When two paths diverge in a yellow wood, which will lead me to breakfast and which will lead me to become breakfast?

Both look really about the same, but imagination makes all the difference.

In a study of rats navigating a simple maze, neuroscientists at UC San Francisco have discovered how the brain may generate such imagined future scenarios.

The work provides a new grounding for understanding not only how the brain makes decisions but also how imagination works more broadly, the researchers say.

“One of the brain’s most amazing abilities is to imagine things that aren’t right in front of it,” said Loren Frank, PhD, a professor of physiology and Howard Hughes Medical Institute investigator in the UCSF Center for Integrative Neuroscience, co-director of the UCSF Kavli Institute for Fundamental Neuroscience, and member of the UCSF Weill Institute for Neurosciences.
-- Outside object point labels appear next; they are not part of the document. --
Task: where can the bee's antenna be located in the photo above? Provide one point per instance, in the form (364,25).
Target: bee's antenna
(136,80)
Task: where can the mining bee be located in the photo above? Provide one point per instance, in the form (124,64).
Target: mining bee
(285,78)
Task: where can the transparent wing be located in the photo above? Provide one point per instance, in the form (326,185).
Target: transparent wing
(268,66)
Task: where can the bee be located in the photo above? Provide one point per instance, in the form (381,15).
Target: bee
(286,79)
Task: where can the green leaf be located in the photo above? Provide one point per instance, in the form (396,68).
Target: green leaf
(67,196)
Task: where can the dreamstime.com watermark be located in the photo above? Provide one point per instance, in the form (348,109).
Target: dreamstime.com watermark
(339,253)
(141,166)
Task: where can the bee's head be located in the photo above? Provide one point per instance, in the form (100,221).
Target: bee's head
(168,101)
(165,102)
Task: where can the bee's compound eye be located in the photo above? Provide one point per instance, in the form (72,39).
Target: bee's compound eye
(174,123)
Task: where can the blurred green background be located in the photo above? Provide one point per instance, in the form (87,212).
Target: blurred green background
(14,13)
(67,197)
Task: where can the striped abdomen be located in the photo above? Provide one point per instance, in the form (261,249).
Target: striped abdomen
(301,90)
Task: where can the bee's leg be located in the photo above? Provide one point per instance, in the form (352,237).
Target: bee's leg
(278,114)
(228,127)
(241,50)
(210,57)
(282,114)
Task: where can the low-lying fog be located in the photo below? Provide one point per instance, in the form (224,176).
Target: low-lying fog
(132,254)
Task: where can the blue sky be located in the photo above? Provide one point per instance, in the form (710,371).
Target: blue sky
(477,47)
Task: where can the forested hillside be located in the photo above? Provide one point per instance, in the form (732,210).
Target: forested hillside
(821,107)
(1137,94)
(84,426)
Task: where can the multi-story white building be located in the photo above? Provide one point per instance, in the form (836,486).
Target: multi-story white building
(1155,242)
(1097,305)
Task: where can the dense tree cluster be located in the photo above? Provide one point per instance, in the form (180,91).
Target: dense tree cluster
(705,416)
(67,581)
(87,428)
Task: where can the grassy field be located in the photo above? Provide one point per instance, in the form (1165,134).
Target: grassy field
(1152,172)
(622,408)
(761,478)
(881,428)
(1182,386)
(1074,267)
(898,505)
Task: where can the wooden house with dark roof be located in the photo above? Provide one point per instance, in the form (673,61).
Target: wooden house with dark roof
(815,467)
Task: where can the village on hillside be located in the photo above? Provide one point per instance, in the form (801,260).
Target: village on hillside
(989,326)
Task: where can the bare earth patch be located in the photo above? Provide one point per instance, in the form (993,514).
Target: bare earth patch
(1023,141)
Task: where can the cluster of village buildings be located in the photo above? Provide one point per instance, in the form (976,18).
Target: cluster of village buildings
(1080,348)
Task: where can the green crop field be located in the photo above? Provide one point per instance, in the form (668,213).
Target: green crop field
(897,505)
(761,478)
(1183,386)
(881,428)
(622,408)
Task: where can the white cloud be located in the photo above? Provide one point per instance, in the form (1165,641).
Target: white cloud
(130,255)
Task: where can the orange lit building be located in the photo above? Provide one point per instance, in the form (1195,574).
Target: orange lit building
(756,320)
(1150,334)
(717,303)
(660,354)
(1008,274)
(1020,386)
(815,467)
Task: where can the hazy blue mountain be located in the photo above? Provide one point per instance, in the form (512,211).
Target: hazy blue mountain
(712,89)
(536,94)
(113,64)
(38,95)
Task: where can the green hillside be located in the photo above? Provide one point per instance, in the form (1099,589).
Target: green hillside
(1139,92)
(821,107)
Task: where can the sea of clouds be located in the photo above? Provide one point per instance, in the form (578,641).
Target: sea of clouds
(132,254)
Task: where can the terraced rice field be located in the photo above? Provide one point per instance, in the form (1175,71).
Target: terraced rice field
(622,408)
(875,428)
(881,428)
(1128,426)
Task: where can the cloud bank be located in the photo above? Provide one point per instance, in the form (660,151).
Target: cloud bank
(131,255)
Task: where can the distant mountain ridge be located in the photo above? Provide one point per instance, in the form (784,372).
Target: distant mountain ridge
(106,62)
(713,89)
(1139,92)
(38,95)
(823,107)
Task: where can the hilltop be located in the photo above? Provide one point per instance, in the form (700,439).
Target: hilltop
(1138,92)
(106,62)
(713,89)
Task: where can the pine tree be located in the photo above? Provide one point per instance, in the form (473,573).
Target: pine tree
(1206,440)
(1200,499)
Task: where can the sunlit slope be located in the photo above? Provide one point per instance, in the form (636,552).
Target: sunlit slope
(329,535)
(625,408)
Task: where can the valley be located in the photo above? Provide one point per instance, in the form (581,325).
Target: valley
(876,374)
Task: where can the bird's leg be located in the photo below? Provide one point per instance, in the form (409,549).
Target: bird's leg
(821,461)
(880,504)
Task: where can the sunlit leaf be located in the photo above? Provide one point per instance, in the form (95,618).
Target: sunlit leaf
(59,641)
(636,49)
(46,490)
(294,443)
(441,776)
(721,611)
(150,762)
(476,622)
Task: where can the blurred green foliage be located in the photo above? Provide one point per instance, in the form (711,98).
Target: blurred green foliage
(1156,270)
Imagination is fundamental to decision-making, but so far neuroscience hasn’t given a good explanation of how the brain generates imagined futures in real time to inform various kinds of everyday decisions — while keeping track of reality at the same time.”

In the new study, published January 30, 2020, in Cell, Frank’s team had rats explore an M-shaped maze, while recording the firing of neurons in the hippocampus called “place cells”, which are traditionally thought to keep track of an animal’s location — like a neural GPS system.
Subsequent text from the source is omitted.